Disclaimer: I didn't spend too much time cleaning up this code after it was working. So I guess there are more elegant ways of writing parts of it.

abstract_nodes = []
for edge in dot.edges():
    data = dot.get_edge_data(*edge)
    if ' abstract\\ninheritance' in [i.get('label') for i in data.values()]:
        abstract_nodes.append(edge[1])

# move links from abstract to inheriting models
for node in set(abstract_nodes):
    edges = dot.in_edges(node)
    abstract_outgoing = dot.out_edges(node)
    for edge in edges: 
        data = dot.get_edge_data(*edge)
        if ' abstract\\ninheritance' in [i.get('label') for i in data.values()]:
            for outgoing in abstract_outgoing:
                dot.add_edge(edge[0], outgoing[1])

# remove abstract models
for node in set(abstract_nodes):
    dot.remove_node(node)
from pprint import pprint

def split_node(name):
    group, model = name.split('_models_')
    group = group.replace('_', '.')
    return group, model

def get_next_level(current_set):
    level = []
    for node in dot.nodes():
        outgoing = dot.out_edges(node)

        if {o[1] for o in outgoing if o[1] != str(node)}.issubset(current_set):
            if node not in current_set:
                level.append(node)

    return set(level)

all_entries = set()
for i in range(0, 10):
    print(f'LEVEL {i}')
    new_entries = get_next_level(all_entries)
    all_entries = all_entries.union(new_entries)
    pprint({split_node(n) for n in new_entries})

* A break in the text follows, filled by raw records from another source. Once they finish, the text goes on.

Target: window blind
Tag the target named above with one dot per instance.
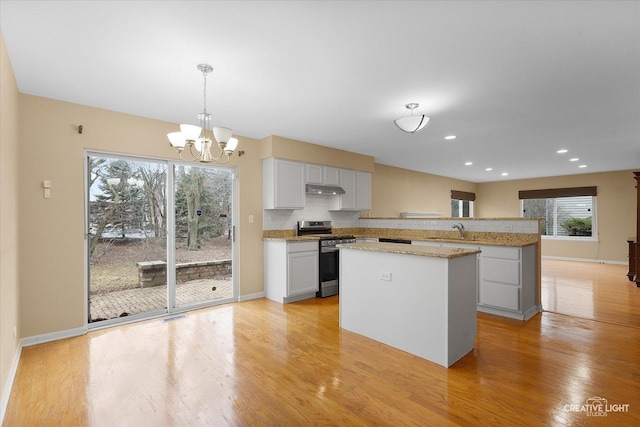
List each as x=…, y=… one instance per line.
x=463, y=195
x=552, y=193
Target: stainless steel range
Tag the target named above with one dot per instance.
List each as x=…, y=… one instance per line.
x=329, y=254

    # group the apps together as we can only run migrations on app level
    print(' '.join(list({
        split_node(n)[0].replace('apps.', '').replace('marketplace.', '') 
        for n in new_entries
    })))
    print()

This produces an output like:

LEVEL 0
 ('apps.products', 'Category'),
 ('apps.products', 'Manufacturer'),
 ('apps.products', 'Supplier'),
 ('apps.products', 'Promotion'),
 ('apps.marketplace.orders', 'ConversionRate'),
 ('apps.marketplace.shipment', 'Courier'),
 ('django.contrib.contenttypes', 'ContentType'),
 ('django.contrib.sessions', 'Session'),
 ('django.contrib.sites', 'Site'),
 ('social.django', 'Association'),
 ('social.django', 'Code'),
 ('social.django', 'Nonce'),
 ('social.django', 'Partial')}
orders django.contrib.sessions django.contrib.contenttypes 
social.django mptt.graph shipment products django.contrib.sites

LEVEL 1
{('apps.products', 'Brand'),
 ('apps.products', 'Discount'),
 ('apps.user.organizations', 'Organization'),
 ('django.contrib.auth', 'Permission'),
 ('django.contrib.redirects', 'Redirect')}
django.contrib.redirects user.organizations products django.contrib.auth

LEVEL 2
{('apps.products', 'ProductImage'),
 ('apps.products', 'Product'),
 ('apps.products', 'Price'),
 ('apps.user.organizations', 'Office'),
 ('django.contrib.auth', 'Group')}
user.organizations products django.contrib.auth

LEVEL 3
{('apps.products', 'Sheet'),
 ('apps.products', 'Variant'),
 ('apps.user', 'User')}
user products

[...]

There are also some nodes that are not shown above e.g. because of weird foreign keys:

print(set(dot.nodes()) - all_entries)

What we need to do now is to start at level one and take out the groups that make sense (e.g. not django internal models):

python manage.py makemigrations orders shipment products

As those apps might have models that are in other levels we need to go through those migrations and check in the dependencies for things similar to ('organizations', '__first__').

If we find a line like that this means there is a unresolved model here. So we need to search for organizations in that migration file and remove all foreign keys to it and then remove the ('organizations', '__first__') from the dependencies.

Those lines will be created in separate migrations afterwards again in later levels.

After creating level one migrations, we repeat this for each level.

Scripts that add Permissions, Seed Data, ...

The second part is about keeping the migrations that create seed data.

The easiest way to detact those is to search for all files in migrations folders that contain RunPython or RunSQL. After identifying those you should remove all those that were one time only migrations (= changing existing data in the database) as the database is empty in e.g. the case of running tests.

For all the other ones you can copy the functions together grouped by app and create seed migration files for those.

The End

At the end you can apply all migrations with the manage migrate --fake command.